CORAL2 Systems

The LLNL, LBNL, and ORNL next-generation systems like RZNevada, Perlmutter, El Capitan, and Frontier are in various stages of early access. They are similar in that they all use the HPE Cray Shasta platform, which requires a few additional components to integrate completely with Flux.

Things to Know

  1. Every multi-node running job on Shasta systems consumes two port numbers out of a global pool that Flux reserves. So if Flux has 1,000 reserved ports, only 500 multi-node jobs may be active at any time. Attempting to run further multi-node jobs will cause the excess jobs to fail. There is no limit on submitted multi-node jobs, and single-node jobs do not count towards the limit.

  2. All nested Flux instances (e.g. instances created with flux mini batch, flux mini alloc, or flux mini submit ... flux start should meet one of the following criteria:

    • Occupy a single node

    • Have exclusive access to the nodes they are running on (e.g. they do not share their resources with sibling instances).

    Instances that do not meet one of the above criteria will not work properly.

Building Flux for CORAL2

The basic steps to building Flux for Cray Shasta systems are as follows:

  1. Build flux-core and flux-sched manually with some prefix P.

  2. Build flux-coral2 with the same prefix P.
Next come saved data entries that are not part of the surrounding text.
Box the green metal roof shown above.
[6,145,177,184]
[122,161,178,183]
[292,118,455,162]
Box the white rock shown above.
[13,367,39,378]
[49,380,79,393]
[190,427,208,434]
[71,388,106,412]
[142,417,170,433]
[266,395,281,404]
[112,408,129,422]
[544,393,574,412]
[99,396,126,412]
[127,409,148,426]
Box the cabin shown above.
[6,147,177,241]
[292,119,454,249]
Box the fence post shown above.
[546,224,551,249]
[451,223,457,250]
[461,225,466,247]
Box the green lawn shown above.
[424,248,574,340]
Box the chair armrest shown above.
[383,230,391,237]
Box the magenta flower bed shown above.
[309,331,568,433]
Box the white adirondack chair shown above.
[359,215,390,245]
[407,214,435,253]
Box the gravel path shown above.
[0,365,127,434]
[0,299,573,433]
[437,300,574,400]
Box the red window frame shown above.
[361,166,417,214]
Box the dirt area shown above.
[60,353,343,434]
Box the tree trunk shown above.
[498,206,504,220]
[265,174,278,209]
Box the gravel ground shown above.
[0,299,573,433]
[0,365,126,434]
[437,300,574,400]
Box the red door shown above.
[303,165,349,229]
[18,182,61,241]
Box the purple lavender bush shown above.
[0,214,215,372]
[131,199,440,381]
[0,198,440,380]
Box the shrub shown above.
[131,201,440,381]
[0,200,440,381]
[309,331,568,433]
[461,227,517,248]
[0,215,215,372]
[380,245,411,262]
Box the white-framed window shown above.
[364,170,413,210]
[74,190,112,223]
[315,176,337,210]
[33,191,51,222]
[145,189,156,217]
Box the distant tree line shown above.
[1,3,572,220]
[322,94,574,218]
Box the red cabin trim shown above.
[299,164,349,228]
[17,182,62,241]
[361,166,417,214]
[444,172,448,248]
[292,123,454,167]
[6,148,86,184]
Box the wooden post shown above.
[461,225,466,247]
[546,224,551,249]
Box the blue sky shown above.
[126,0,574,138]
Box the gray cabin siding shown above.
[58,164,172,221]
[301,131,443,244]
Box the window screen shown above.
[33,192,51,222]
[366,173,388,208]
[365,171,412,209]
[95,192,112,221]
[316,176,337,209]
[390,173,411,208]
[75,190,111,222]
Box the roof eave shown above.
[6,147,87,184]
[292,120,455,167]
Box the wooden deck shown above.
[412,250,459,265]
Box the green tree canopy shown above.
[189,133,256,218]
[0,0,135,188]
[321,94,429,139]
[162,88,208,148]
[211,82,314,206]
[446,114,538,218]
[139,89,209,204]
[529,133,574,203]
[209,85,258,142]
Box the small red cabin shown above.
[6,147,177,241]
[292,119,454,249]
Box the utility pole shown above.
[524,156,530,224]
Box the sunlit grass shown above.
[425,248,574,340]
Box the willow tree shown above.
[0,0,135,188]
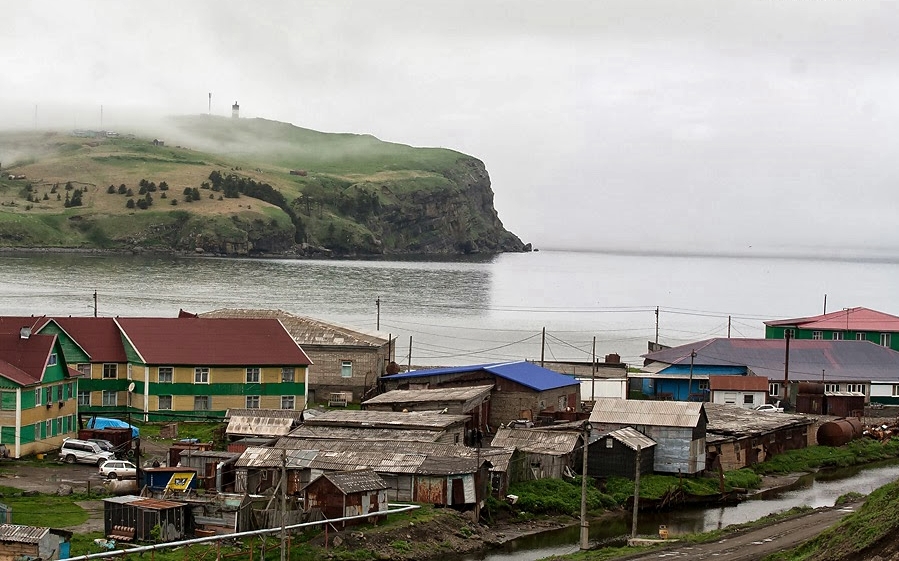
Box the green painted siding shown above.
[21,424,34,444]
[765,326,899,351]
[21,390,35,409]
[39,323,90,363]
[147,382,305,396]
[0,377,18,390]
[122,336,143,365]
[0,426,13,445]
[0,391,14,410]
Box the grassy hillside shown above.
[0,117,525,255]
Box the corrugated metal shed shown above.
[235,446,318,468]
[589,398,704,428]
[363,385,493,405]
[417,456,482,475]
[311,450,426,474]
[289,426,443,443]
[0,524,49,543]
[313,470,388,494]
[704,402,814,443]
[301,410,469,429]
[490,428,581,455]
[604,427,656,451]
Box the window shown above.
[246,395,260,408]
[769,382,780,397]
[158,367,173,383]
[698,380,709,391]
[194,396,210,410]
[76,363,91,376]
[158,395,173,410]
[743,394,755,405]
[246,368,260,383]
[832,332,843,340]
[825,384,840,393]
[893,385,899,397]
[784,329,795,339]
[194,367,209,384]
[56,385,63,402]
[281,367,295,383]
[102,391,117,407]
[856,333,866,341]
[103,364,118,379]
[47,353,57,367]
[606,438,613,449]
[34,388,42,406]
[340,361,353,378]
[77,391,90,407]
[881,333,892,347]
[812,331,823,340]
[281,395,295,410]
[127,364,132,380]
[847,384,865,394]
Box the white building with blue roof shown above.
[381,361,581,429]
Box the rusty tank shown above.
[816,417,863,447]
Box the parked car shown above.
[98,459,137,480]
[87,439,116,453]
[60,438,116,466]
[754,403,784,413]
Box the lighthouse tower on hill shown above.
[232,102,239,119]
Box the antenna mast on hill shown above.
[208,92,212,114]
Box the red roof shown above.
[0,333,56,386]
[0,316,48,336]
[709,375,769,392]
[765,307,899,332]
[115,318,312,366]
[48,317,128,363]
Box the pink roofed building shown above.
[765,307,899,352]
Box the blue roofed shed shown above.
[382,361,581,429]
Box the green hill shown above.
[0,116,527,256]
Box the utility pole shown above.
[823,294,827,315]
[93,291,98,317]
[631,446,641,538]
[376,297,381,330]
[783,331,791,404]
[540,327,545,367]
[280,448,287,561]
[579,420,592,550]
[591,337,596,402]
[655,307,659,345]
[407,336,412,372]
[687,350,696,401]
[727,316,731,338]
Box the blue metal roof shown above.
[385,361,579,392]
  3. Create a Flux config file specifying that the cray_pals_port_distributor.so plugin should be loaded with some given port range (see below for an example). If you have other config files, put the new file in with the others. Before launching Flux, point Flux to the directory containing your config file(s) by setting the FLUX_CONF_DIR environment variable, or by passing -o"-c/path/to/config" to flux start.
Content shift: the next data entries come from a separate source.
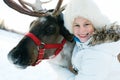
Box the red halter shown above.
[25,33,66,66]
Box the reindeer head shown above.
[4,0,74,68]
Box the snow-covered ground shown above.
[0,30,58,80]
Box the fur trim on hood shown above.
[89,23,120,46]
[64,0,111,33]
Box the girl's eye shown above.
[74,24,80,27]
[85,23,90,26]
[84,23,91,27]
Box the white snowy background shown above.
[1,0,120,80]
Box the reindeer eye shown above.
[45,25,56,35]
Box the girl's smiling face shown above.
[73,17,94,42]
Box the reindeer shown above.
[3,0,75,69]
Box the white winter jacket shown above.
[55,25,120,80]
[69,39,120,80]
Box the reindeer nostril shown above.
[8,50,29,69]
[8,51,20,65]
[8,47,23,65]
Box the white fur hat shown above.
[64,0,111,33]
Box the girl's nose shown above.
[79,26,86,33]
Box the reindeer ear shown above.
[58,13,74,42]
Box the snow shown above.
[0,30,57,80]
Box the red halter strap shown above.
[25,33,66,66]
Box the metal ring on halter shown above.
[39,42,45,49]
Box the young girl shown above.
[56,0,120,80]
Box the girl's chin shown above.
[80,40,87,43]
[80,38,89,42]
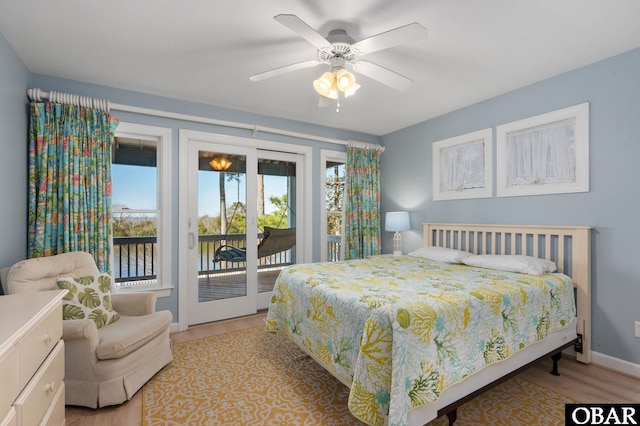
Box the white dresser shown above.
[0,290,66,426]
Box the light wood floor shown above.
[66,313,640,426]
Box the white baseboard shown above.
[592,350,640,379]
[169,322,179,333]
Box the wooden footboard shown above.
[423,223,591,364]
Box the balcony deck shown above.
[198,268,282,302]
[113,233,342,301]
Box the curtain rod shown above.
[348,140,385,153]
[26,88,379,147]
[27,88,111,112]
[113,103,353,146]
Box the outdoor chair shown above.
[214,226,296,262]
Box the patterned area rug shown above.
[142,326,574,425]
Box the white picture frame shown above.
[432,128,493,200]
[496,102,589,197]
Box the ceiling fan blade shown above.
[351,23,427,56]
[352,60,414,91]
[250,60,322,82]
[274,14,333,51]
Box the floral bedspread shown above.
[265,255,576,426]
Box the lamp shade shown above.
[385,211,411,232]
[344,82,360,98]
[335,69,357,92]
[313,72,338,99]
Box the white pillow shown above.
[462,255,557,275]
[408,246,472,264]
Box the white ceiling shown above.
[2,0,640,136]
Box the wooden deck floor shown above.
[198,268,283,302]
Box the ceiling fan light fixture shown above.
[335,69,357,92]
[209,156,232,171]
[327,79,339,100]
[313,72,334,93]
[313,72,339,99]
[314,68,358,101]
[344,82,361,98]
  4. As an alternative to creating a config file and setting FLUX_CONF_DIR, you can, after starting Flux, execute flux jobtap load cray_pals_port_distributor.so port-min=$N port-max=$M for some N and M.

If you see job failures with an error message like “no cray_pals_port_distribution event posted”, check that you have the cray_pals_port_distributor.so plugin loaded by running flux jobtap list. If you don’t see it in the list, retry step 3 or 4 above.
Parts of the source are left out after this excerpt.